Reimagining data science with Python-based operators in Einblick’s visual canvas
Currently, data scientists are siloed from their teammates and relevant stakeholders. First, data scientists need to gather raw data or work with data engineers through the ETL or ELT pipeline. Then begins the process of cleaning the data and doing exploratory data analysis for the particular task or project at hand. This step can be quite time-consuming as it is iterative in nature. Only then can data scientists begin to build and tune machine learning models.
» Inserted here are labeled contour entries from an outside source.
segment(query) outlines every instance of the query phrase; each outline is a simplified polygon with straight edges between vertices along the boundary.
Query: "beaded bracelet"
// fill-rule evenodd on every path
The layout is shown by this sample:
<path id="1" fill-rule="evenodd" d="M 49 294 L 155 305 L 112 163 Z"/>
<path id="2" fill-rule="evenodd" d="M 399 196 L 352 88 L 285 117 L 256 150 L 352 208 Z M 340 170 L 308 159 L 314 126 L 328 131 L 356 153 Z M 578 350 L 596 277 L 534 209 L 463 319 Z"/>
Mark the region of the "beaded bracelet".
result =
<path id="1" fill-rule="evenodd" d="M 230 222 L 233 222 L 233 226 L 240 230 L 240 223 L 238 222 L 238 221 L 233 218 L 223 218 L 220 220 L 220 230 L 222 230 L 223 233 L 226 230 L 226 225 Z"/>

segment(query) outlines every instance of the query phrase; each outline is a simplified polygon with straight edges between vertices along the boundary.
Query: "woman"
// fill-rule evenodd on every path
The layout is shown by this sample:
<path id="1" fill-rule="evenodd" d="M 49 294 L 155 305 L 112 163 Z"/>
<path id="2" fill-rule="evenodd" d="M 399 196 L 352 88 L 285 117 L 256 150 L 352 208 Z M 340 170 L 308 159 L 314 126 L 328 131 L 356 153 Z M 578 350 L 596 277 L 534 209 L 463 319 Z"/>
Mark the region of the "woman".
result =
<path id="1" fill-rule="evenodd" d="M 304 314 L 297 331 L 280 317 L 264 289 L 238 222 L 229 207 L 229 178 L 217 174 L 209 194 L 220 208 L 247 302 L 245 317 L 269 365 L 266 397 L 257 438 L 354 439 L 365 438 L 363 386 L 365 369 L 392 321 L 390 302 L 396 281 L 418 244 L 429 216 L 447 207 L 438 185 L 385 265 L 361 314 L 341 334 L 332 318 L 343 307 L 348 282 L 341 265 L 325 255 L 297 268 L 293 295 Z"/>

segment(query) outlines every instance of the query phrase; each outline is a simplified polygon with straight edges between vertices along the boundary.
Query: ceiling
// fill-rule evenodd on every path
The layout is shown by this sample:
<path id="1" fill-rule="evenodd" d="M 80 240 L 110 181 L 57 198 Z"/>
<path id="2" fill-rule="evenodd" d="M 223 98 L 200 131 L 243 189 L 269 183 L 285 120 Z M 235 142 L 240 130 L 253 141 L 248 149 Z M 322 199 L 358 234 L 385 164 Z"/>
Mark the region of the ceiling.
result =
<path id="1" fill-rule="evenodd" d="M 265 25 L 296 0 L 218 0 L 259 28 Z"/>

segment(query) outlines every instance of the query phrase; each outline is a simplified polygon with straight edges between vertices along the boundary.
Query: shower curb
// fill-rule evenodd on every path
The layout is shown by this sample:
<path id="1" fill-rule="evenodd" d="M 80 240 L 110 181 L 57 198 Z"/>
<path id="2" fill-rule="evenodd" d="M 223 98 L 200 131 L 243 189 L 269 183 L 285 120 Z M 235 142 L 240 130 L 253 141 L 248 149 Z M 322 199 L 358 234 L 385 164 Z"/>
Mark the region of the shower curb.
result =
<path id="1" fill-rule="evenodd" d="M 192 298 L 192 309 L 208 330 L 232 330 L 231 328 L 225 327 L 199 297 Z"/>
Einblick: collaborative data science at the speed of thought
At Einblick, one of our goals is to remove barriers for data scientists so you can spend less time on tedious setup and repetitive tasks, and more time extracting meaningful insights. In pursuit of our goals, Einblick reimagines the modern data science workflow in a collaborative data science canvas, rather than a linear notebook. Working in a canvas environment offers many advantages including live collaboration, an expansive visual interface, and a progressive computation engine. In this article, we’ll highlight one of the key ways we’re saving data scientists time–our operators. We’ll go through a couple of our core operators, why Python is such a crucial part of our software solution, and how we augmented our offerings with a user operator interface. The latter allows users to customize and use their own operators, which can be used in any Einblick canvas, and shared with other Einblick users.
Operators in a data science canvas
One of the main inefficiencies for data scientists now is that there are certain tasks or code snippets that get run all the time, like data exploration or feature engineering. Even though these tasks can be mundane and repetitive, they are critical to the data science workflow.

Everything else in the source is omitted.